Sayangnya, kenaikan tarif cukai yang eksesif 2 tahun ini, berdampak negatif pada PDB industri hasil tembakau legal dan perekonomian secara umum, mengingat keterkaitan rantai nilai industri hasil tembakau legal sangat panjang.
Merujuk data resmi GAPPRI, sejak tahun 2019 ke tahun 2021 khusus hanya PDB riil industri hasil tembakau legal turun sekitar Rp8,4 triliun. Artinya, terjadi penurunan produksi yang diukur secara monoter.
Kendati dimasukkan inflasi dan faktor kenaikan harga lainnya yang terlihat pada nilai PDB nominal, PDB nominal IHT pada tahun 2020 turun sebesar Rp5,03 triliun, sementara pada tahun 2021 turun lagi sebesar Rp4,00 triliun.

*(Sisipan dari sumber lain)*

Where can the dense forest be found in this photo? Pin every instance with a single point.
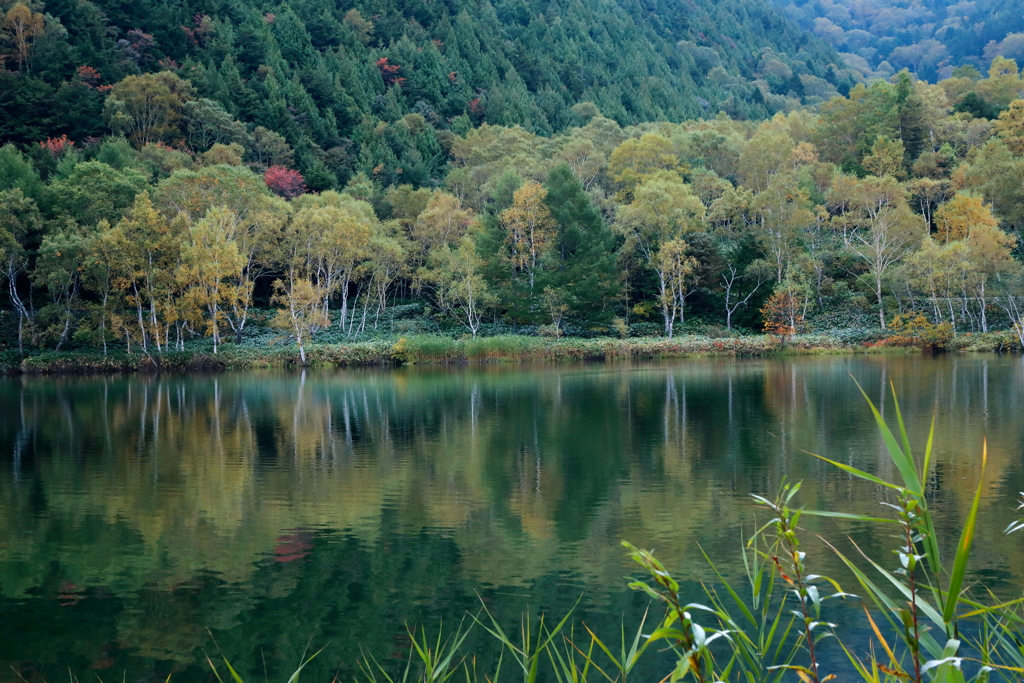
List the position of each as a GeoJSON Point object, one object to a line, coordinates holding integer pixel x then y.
{"type": "Point", "coordinates": [318, 169]}
{"type": "Point", "coordinates": [928, 37]}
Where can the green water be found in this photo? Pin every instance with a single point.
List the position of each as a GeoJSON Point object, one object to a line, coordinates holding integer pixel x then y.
{"type": "Point", "coordinates": [140, 514]}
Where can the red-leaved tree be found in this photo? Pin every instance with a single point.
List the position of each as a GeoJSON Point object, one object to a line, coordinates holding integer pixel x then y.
{"type": "Point", "coordinates": [284, 181]}
{"type": "Point", "coordinates": [56, 145]}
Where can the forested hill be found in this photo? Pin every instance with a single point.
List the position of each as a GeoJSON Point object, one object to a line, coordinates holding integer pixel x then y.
{"type": "Point", "coordinates": [928, 37]}
{"type": "Point", "coordinates": [323, 73]}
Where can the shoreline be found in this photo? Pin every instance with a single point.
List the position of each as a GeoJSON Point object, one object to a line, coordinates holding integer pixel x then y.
{"type": "Point", "coordinates": [436, 349]}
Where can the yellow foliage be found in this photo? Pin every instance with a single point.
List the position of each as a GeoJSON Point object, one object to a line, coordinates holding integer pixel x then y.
{"type": "Point", "coordinates": [1011, 126]}
{"type": "Point", "coordinates": [960, 215]}
{"type": "Point", "coordinates": [22, 26]}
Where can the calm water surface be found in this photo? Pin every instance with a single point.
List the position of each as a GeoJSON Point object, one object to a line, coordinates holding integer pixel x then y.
{"type": "Point", "coordinates": [138, 515]}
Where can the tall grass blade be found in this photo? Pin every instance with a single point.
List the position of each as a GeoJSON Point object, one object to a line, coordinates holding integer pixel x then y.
{"type": "Point", "coordinates": [964, 547]}
{"type": "Point", "coordinates": [903, 462]}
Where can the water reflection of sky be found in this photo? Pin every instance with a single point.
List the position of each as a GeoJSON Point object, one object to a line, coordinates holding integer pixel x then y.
{"type": "Point", "coordinates": [271, 508]}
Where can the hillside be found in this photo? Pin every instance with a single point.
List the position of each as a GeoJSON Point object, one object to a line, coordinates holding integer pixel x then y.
{"type": "Point", "coordinates": [322, 74]}
{"type": "Point", "coordinates": [928, 37]}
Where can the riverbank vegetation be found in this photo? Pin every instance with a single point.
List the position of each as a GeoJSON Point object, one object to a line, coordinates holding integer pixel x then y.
{"type": "Point", "coordinates": [900, 202]}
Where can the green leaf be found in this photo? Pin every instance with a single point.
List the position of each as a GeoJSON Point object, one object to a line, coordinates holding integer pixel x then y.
{"type": "Point", "coordinates": [964, 547]}
{"type": "Point", "coordinates": [853, 517]}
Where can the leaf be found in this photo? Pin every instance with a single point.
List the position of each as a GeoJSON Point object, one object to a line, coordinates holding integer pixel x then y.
{"type": "Point", "coordinates": [902, 460]}
{"type": "Point", "coordinates": [964, 547]}
{"type": "Point", "coordinates": [851, 516]}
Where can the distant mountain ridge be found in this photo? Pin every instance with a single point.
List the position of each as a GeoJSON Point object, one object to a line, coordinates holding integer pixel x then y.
{"type": "Point", "coordinates": [511, 61]}
{"type": "Point", "coordinates": [929, 37]}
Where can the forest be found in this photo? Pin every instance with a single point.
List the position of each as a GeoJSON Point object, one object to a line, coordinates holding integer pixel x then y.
{"type": "Point", "coordinates": [928, 37]}
{"type": "Point", "coordinates": [183, 202]}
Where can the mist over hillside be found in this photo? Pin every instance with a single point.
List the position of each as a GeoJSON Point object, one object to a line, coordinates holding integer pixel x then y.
{"type": "Point", "coordinates": [928, 37]}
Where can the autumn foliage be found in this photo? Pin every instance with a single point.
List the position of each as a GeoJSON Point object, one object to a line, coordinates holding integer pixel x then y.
{"type": "Point", "coordinates": [782, 315]}
{"type": "Point", "coordinates": [389, 73]}
{"type": "Point", "coordinates": [285, 181]}
{"type": "Point", "coordinates": [56, 145]}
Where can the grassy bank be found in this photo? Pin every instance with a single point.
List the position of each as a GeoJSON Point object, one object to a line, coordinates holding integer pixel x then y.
{"type": "Point", "coordinates": [446, 350]}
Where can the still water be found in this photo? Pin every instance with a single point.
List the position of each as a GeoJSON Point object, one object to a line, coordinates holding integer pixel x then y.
{"type": "Point", "coordinates": [141, 517]}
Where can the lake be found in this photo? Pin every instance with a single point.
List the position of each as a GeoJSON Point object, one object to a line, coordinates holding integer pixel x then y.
{"type": "Point", "coordinates": [142, 517]}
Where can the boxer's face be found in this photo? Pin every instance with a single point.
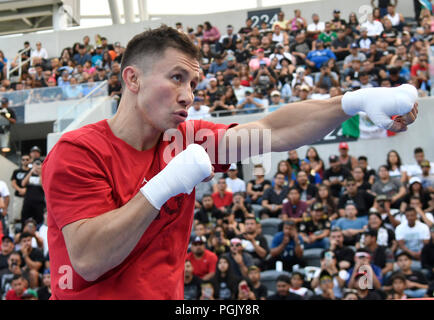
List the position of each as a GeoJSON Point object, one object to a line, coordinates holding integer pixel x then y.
{"type": "Point", "coordinates": [166, 89]}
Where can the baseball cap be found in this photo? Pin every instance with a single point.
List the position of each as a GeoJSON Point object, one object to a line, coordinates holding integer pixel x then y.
{"type": "Point", "coordinates": [317, 206]}
{"type": "Point", "coordinates": [425, 163]}
{"type": "Point", "coordinates": [199, 239]}
{"type": "Point", "coordinates": [333, 158]}
{"type": "Point", "coordinates": [343, 145]}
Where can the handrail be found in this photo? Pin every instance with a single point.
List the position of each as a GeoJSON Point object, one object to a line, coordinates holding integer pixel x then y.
{"type": "Point", "coordinates": [56, 123]}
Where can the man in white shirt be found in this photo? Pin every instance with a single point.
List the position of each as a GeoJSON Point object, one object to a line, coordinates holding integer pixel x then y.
{"type": "Point", "coordinates": [234, 183]}
{"type": "Point", "coordinates": [316, 27]}
{"type": "Point", "coordinates": [198, 110]}
{"type": "Point", "coordinates": [413, 235]}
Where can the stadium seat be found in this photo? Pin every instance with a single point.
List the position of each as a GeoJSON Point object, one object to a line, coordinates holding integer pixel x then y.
{"type": "Point", "coordinates": [312, 257]}
{"type": "Point", "coordinates": [270, 226]}
{"type": "Point", "coordinates": [269, 277]}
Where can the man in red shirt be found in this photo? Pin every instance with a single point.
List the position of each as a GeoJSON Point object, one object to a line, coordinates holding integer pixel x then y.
{"type": "Point", "coordinates": [222, 197]}
{"type": "Point", "coordinates": [203, 260]}
{"type": "Point", "coordinates": [120, 192]}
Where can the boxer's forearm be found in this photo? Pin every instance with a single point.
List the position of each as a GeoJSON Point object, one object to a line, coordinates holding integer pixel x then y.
{"type": "Point", "coordinates": [99, 244]}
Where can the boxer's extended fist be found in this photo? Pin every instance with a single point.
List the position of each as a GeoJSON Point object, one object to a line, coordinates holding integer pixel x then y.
{"type": "Point", "coordinates": [380, 104]}
{"type": "Point", "coordinates": [181, 175]}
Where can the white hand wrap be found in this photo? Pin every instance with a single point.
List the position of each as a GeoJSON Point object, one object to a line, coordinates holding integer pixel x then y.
{"type": "Point", "coordinates": [380, 103]}
{"type": "Point", "coordinates": [181, 175]}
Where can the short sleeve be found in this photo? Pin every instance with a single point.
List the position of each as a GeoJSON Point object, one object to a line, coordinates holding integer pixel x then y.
{"type": "Point", "coordinates": [75, 184]}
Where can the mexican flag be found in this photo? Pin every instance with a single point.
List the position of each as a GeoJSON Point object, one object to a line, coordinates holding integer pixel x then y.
{"type": "Point", "coordinates": [361, 127]}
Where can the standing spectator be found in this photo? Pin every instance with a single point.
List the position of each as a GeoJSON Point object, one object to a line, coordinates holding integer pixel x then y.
{"type": "Point", "coordinates": [273, 197]}
{"type": "Point", "coordinates": [34, 199]}
{"type": "Point", "coordinates": [254, 243]}
{"type": "Point", "coordinates": [259, 289]}
{"type": "Point", "coordinates": [204, 261]}
{"type": "Point", "coordinates": [224, 281]}
{"type": "Point", "coordinates": [283, 284]}
{"type": "Point", "coordinates": [8, 118]}
{"type": "Point", "coordinates": [315, 229]}
{"type": "Point", "coordinates": [287, 246]}
{"type": "Point", "coordinates": [412, 235]}
{"type": "Point", "coordinates": [335, 177]}
{"type": "Point", "coordinates": [239, 260]}
{"type": "Point", "coordinates": [192, 283]}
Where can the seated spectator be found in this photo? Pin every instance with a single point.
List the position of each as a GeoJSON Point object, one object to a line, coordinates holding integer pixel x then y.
{"type": "Point", "coordinates": [315, 229]}
{"type": "Point", "coordinates": [294, 209]}
{"type": "Point", "coordinates": [254, 243]}
{"type": "Point", "coordinates": [316, 58]}
{"type": "Point", "coordinates": [224, 281]}
{"type": "Point", "coordinates": [222, 197]}
{"type": "Point", "coordinates": [259, 289]}
{"type": "Point", "coordinates": [335, 177]}
{"type": "Point", "coordinates": [363, 264]}
{"type": "Point", "coordinates": [287, 247]}
{"type": "Point", "coordinates": [329, 203]}
{"type": "Point", "coordinates": [192, 283]}
{"type": "Point", "coordinates": [326, 286]}
{"type": "Point", "coordinates": [250, 103]}
{"type": "Point", "coordinates": [362, 199]}
{"type": "Point", "coordinates": [273, 197]}
{"type": "Point", "coordinates": [204, 261]}
{"type": "Point", "coordinates": [297, 281]}
{"type": "Point", "coordinates": [234, 183]}
{"type": "Point", "coordinates": [381, 256]}
{"type": "Point", "coordinates": [283, 284]}
{"type": "Point", "coordinates": [427, 256]}
{"type": "Point", "coordinates": [412, 235]}
{"type": "Point", "coordinates": [257, 186]}
{"type": "Point", "coordinates": [416, 284]}
{"type": "Point", "coordinates": [239, 260]}
{"type": "Point", "coordinates": [208, 213]}
{"type": "Point", "coordinates": [393, 189]}
{"type": "Point", "coordinates": [350, 225]}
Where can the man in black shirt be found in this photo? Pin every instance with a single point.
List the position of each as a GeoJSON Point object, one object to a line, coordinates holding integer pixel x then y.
{"type": "Point", "coordinates": [283, 283]}
{"type": "Point", "coordinates": [335, 177]}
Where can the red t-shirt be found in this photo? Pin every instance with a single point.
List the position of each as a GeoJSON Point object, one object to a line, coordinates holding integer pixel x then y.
{"type": "Point", "coordinates": [204, 265]}
{"type": "Point", "coordinates": [220, 202]}
{"type": "Point", "coordinates": [89, 172]}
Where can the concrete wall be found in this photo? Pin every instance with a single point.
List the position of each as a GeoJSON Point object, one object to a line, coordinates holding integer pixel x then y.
{"type": "Point", "coordinates": [55, 41]}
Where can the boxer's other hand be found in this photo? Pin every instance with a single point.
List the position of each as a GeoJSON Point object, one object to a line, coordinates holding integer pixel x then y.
{"type": "Point", "coordinates": [400, 123]}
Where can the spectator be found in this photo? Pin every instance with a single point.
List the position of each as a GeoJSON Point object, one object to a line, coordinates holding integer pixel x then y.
{"type": "Point", "coordinates": [315, 229]}
{"type": "Point", "coordinates": [283, 284]}
{"type": "Point", "coordinates": [393, 189]}
{"type": "Point", "coordinates": [254, 243]}
{"type": "Point", "coordinates": [10, 119]}
{"type": "Point", "coordinates": [259, 289]}
{"type": "Point", "coordinates": [44, 292]}
{"type": "Point", "coordinates": [294, 209]}
{"type": "Point", "coordinates": [222, 197]}
{"type": "Point", "coordinates": [287, 246]}
{"type": "Point", "coordinates": [412, 235]}
{"type": "Point", "coordinates": [316, 58]}
{"type": "Point", "coordinates": [203, 260]}
{"type": "Point", "coordinates": [381, 256]}
{"type": "Point", "coordinates": [273, 197]}
{"type": "Point", "coordinates": [240, 261]}
{"type": "Point", "coordinates": [362, 199]}
{"type": "Point", "coordinates": [416, 284]}
{"type": "Point", "coordinates": [224, 281]}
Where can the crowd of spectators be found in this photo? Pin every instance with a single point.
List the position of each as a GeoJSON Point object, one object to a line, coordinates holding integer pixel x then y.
{"type": "Point", "coordinates": [362, 219]}
{"type": "Point", "coordinates": [357, 221]}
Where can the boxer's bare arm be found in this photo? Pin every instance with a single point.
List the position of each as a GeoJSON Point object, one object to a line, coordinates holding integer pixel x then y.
{"type": "Point", "coordinates": [99, 244]}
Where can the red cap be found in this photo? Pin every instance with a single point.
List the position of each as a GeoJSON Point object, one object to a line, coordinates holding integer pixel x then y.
{"type": "Point", "coordinates": [343, 145]}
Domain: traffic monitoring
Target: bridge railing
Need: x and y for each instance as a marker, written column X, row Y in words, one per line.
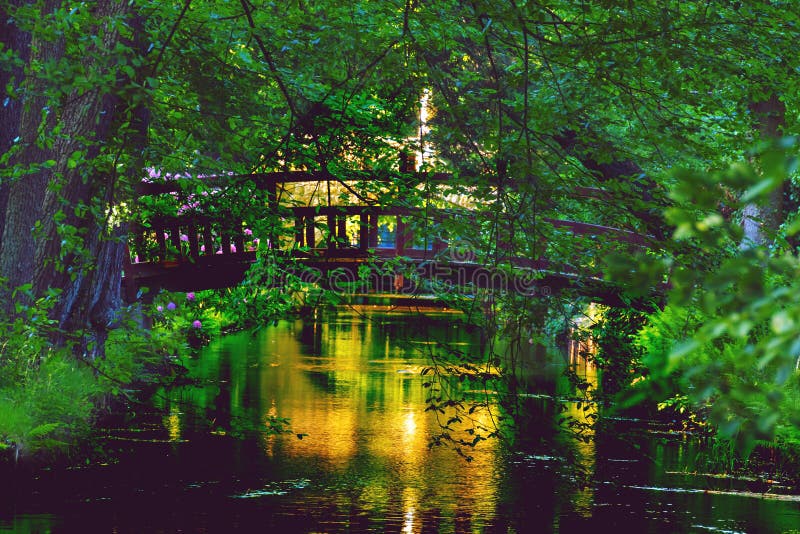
column 162, row 243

Menurut Henry Najoan, penurunan PDB riil dan PDB nominal ini mengindikasikan bahwa industri hasil tembakau legal menjadi korban kebijakan cukai yang seyogianya diberi bantuan penyelamatan oleh pemerintah sesuai amanat UU No 3 tahun 2014 tentang Perindustrian dalam rangka penyelamatan perekonomian nasional.
“Mengingat dampaknya yang besar, kami memandang perlu arah kebijakan cukai hasil tembakau yang memberikan kepastian iklim usaha yang sehat demi kelangsungan industri hasil tembakau nasional,” pungkasnya. (TYO)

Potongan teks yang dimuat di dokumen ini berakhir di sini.